The goal of this CAREER award is to develop nanoparticles that mimic the structure of cancer cells to enable tumor-specific delivery of ribonucleic acid (RNA) molecules. RNA delivery to tumors is a long-standing problem whose solution has exceptional promise, as RNA can suppress the expression of target genes that facilitate tumor growth. This project will package RNA inside polymeric nanoparticles, which are then "cloaked" with membranes derived from cancer cells, in order to hide the nanoparticles from the immune system and enable specific recognition of tumor cells inside the body. This project will generate the nanoparticles, characterize their material properties, and evaluate their cell-specific and tumor-specific RNA delivery capabilities. For emerging technologies like this to be successfully implemented in the future, a new generation of scientists must be trained how to develop and analyze innovative bio-nanomaterials. Accordingly, this project's educational goal is to create a comprehensive program spanning the K-12, college, and graduate levels that will increase students' exposure to the field and increase the pipeline of students, particularly women and minorities, pursuing careers in bio-nanotechnology. These efforts include the development of a new college course module about membrane-wrapped nanoparticles, the creation of demonstrations about bio-nanomaterials for use in K-12 outreach, and the in-depth training of high school and undergraduate students in bio-nanomaterials via research internships. By integrating the proposed research with these programs and targeting a large and diverse audience, this project will enable the next generation of workers in the field to create innovative solutions to grand challenges at the interface of nanotechnology, biology, materials science, and medicine.

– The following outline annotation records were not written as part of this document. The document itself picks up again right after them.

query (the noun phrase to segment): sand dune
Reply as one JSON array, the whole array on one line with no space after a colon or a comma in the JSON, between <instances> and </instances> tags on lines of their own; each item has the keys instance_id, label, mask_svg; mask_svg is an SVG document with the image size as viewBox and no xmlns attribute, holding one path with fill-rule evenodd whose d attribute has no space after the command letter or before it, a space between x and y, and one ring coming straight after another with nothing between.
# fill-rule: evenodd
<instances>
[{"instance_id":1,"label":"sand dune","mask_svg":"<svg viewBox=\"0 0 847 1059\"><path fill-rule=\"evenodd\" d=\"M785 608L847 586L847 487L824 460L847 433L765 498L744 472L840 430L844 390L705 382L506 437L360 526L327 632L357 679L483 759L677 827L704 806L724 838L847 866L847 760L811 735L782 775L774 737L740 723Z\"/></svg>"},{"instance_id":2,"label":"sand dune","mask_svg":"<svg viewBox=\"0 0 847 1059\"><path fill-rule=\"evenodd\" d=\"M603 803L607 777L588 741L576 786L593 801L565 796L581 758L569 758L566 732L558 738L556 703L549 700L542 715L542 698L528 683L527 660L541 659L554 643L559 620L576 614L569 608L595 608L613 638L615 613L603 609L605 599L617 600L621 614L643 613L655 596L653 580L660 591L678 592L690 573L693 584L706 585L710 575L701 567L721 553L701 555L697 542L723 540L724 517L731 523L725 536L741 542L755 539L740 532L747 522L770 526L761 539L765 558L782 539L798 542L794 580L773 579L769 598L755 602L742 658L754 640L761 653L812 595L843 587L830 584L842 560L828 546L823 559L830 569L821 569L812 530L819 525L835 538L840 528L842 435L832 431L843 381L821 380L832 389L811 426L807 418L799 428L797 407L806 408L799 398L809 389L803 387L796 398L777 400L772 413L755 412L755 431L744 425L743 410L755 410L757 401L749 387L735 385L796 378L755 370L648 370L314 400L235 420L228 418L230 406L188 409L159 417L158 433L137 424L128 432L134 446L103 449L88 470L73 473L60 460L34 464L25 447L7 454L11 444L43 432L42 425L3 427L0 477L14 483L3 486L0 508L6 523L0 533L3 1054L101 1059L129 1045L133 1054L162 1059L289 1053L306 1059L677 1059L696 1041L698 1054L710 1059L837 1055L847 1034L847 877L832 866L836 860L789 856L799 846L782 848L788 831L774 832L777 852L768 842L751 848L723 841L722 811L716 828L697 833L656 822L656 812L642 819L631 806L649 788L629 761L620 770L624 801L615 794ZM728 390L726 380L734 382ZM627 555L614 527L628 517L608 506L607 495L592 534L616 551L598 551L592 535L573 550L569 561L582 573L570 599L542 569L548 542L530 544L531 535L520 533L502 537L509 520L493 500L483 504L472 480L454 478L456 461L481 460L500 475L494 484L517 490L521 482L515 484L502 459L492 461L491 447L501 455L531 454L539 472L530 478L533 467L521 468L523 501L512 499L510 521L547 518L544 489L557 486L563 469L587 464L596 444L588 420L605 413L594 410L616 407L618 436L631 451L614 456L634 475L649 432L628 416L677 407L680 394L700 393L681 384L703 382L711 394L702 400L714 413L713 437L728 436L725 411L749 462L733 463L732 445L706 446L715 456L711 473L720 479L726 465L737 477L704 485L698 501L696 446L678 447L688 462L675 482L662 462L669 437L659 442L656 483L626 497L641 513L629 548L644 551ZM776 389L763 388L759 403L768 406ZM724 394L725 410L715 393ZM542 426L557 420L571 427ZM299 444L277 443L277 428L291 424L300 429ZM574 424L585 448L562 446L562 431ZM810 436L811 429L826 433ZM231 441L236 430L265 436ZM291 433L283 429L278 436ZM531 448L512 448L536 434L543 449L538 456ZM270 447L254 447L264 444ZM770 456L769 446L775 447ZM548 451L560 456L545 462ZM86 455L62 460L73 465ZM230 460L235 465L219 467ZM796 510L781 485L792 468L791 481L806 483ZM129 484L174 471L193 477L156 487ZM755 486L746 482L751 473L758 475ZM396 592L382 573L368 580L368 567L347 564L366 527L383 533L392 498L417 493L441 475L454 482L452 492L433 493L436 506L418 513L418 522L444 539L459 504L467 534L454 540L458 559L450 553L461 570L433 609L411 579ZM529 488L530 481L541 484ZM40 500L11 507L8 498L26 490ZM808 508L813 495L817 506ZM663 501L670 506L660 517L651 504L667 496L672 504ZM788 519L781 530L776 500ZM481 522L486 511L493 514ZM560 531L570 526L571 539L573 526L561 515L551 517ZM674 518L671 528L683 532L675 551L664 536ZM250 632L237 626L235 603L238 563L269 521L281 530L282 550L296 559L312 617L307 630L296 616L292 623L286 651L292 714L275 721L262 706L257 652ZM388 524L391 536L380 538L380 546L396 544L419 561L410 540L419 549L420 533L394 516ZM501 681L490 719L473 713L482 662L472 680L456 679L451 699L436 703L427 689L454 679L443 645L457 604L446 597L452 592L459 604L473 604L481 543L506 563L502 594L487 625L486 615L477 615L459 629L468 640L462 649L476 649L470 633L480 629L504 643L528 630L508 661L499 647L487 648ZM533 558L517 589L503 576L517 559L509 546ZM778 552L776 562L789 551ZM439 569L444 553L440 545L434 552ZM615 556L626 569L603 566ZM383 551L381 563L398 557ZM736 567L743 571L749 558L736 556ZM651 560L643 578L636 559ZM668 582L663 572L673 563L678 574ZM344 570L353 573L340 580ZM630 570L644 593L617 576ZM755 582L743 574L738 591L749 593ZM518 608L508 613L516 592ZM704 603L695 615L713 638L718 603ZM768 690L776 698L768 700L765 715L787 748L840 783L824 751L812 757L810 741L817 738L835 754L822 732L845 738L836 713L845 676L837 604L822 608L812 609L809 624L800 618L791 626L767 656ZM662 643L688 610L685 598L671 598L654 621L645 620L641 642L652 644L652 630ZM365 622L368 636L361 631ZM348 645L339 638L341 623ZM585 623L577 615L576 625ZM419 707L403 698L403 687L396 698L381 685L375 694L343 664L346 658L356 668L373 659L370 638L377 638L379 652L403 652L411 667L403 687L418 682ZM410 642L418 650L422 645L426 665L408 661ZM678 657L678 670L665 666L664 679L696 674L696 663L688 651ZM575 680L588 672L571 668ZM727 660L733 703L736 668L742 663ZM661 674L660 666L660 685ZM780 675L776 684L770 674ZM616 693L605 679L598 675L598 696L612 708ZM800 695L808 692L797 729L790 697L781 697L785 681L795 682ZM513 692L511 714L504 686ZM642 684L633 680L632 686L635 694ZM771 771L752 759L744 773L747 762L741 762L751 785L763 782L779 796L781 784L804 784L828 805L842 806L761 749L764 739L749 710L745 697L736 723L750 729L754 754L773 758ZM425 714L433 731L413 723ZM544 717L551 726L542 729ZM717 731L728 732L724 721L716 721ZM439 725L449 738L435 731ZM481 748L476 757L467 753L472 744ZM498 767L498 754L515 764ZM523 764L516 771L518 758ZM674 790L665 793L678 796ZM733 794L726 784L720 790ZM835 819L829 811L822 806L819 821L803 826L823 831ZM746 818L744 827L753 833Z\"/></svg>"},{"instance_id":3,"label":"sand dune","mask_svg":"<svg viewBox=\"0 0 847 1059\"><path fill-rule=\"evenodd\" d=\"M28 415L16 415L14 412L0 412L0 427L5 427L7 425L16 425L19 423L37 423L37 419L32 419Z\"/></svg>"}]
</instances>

TECHNICAL This project will develop cancer cell membrane-wrapped nanoparticles (CCNPs) for targeted RNA delivery to tumors. The use of membrane cloaks to disguise nanoparticles from the immune system and enable tumor-specific delivery is at the forefront of modern cellular engineering, nanotechnology, and materials science, yet the features of these systems that are essential for their application in RNA interference remain unknown. While prior work has shown that covering synthetic nanoparticles with membrane coatings improves systemic delivery of hydrophobic drugs, the ability to provide targeted delivery of hydrophilic RNA cargos, as this project aims to do, has not yet been realized. This project will develop CCNPs for RNA delivery through three aims, which are to: (1) Synthesize CCNPs carrying RNA cargo and characterize their material properties and payload release; (2) Determine how the size and membrane composition of CCNPs influence their ability to engage cell receptors to mediate uptake and RNA payload delivery, and; (3) Demonstrate the homotypic targeting of CCNPs carrying RNA cargo both in vitro and in vivo. Together, these aims will advance fundamental knowledge of CCNP technology and produce a new platform that may improve the study and treatment of cancer. This project will also integrate this research into educational activities in order to inspire and prepare students for careers in STEM and bio-nanotechnology. The educational aims are to: (1) Create a new module about "membrane-wrapped nanoparticles for cargo delivery" for the Engineering Biomedical Nanostructures (EBN) course in the engineering curriculum; (2) Work with students in the EBN course to develop bio-nanomaterials demos for use in K-12 outreach facilitated by the University of Delaware Lending Library, and; (3) Engage high school and undergraduate students from groups underrepresented in STEM in bio-nanomaterials research via internships. These educational efforts will be evaluated annually to confirm their success in increasing the pipeline of students pursuing higher education and careers in bio-nanotechnology and other STEM disciplines.
This award reflects NSF's statutory mission and has been deemed worthy of support through evaluation using the Foundation's intellectual merit and broader impacts review criteria.